The Bondsville Mill Park gardens are a certified Monarch Waystation. Monarch Waystations are places that provide resources necessary for Monarchs to produce successive generations and sustain their migration. The Mill gardens with its large milkweed bed and nectar plants are the perfect place for Monarchs to lay their eggs and for the newly hatched caterpillars to find food. Without milkweeds throughout their summer breeding, Monarchs would not be able to produce the successive generations that culminate in the migration each fall. Similarly, without nectar from flowers these fall migratory Monarch butterflies would be unable to make their long journey to overwintering grounds in Mexico.
In addition to providing much needed plantings for Monarch butterflies, the Mill gardens, through programs and displays, involves the community in the importance of protecting and educating park visitors on why Monarch Butterflies and Pollinators are so important to our ecosystem.
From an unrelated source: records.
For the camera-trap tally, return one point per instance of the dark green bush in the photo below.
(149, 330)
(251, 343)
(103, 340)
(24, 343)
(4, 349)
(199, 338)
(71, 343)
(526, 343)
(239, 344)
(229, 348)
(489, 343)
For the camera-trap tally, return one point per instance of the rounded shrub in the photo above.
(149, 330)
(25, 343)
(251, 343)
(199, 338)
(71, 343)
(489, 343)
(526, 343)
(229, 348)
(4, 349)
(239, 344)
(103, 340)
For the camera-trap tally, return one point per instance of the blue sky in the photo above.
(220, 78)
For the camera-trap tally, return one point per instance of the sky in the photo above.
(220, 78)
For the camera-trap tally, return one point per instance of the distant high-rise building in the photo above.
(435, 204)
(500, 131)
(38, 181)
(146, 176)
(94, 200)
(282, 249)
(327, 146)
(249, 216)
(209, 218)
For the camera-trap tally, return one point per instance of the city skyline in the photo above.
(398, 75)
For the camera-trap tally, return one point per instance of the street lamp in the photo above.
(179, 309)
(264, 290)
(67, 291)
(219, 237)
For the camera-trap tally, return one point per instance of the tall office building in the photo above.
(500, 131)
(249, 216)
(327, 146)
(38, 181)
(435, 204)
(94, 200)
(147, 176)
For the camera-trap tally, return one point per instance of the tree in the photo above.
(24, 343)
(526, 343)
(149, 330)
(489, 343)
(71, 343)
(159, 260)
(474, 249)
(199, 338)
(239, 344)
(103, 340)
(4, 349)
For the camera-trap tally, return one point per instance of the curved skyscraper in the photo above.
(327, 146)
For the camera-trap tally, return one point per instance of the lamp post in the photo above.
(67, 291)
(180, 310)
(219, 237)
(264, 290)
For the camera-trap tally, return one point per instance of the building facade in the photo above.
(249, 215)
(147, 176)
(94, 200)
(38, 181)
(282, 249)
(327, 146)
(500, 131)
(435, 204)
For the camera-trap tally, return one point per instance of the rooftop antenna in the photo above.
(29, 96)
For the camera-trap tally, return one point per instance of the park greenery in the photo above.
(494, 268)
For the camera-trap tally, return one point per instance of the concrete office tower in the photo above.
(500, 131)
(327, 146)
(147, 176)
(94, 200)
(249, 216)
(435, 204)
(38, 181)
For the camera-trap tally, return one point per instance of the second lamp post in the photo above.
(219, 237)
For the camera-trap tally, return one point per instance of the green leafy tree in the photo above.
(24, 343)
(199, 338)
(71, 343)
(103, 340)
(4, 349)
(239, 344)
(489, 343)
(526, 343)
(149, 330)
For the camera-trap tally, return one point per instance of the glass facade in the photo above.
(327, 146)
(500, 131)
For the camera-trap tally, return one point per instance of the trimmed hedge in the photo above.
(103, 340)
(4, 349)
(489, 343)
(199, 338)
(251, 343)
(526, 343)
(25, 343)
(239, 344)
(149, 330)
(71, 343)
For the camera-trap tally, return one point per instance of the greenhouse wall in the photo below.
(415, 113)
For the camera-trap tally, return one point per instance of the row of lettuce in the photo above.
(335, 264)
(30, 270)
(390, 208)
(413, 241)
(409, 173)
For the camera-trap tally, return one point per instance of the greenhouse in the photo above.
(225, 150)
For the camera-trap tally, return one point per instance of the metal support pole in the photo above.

Park visitors get a hands-on opportunity to learn how they can be involved in citizen science and conservation as Monarch butterflies are tagged and released. From late August into early October 2020, over 400 Monarchs were released at the Mill and 200 of them were tagged. Most releases were done by children.
In the early planning stages for the park, native plantings were to be a very important part of the landscape and the committee wanted to have a garden that would attract butterflies. In 2017, while clearing an area for the park’s sign, Milkweed was spotted popping up and that determined the location for our butterfly garden. Much clearing had to be done before the gardens could be fully planted. Wild grape, bittersweet, and poison ivy were among the invasive plants that had to be removed. The gardens are now filled with milkweed and other native plants that attract many kinds of butterflies, moths, and other pollinators.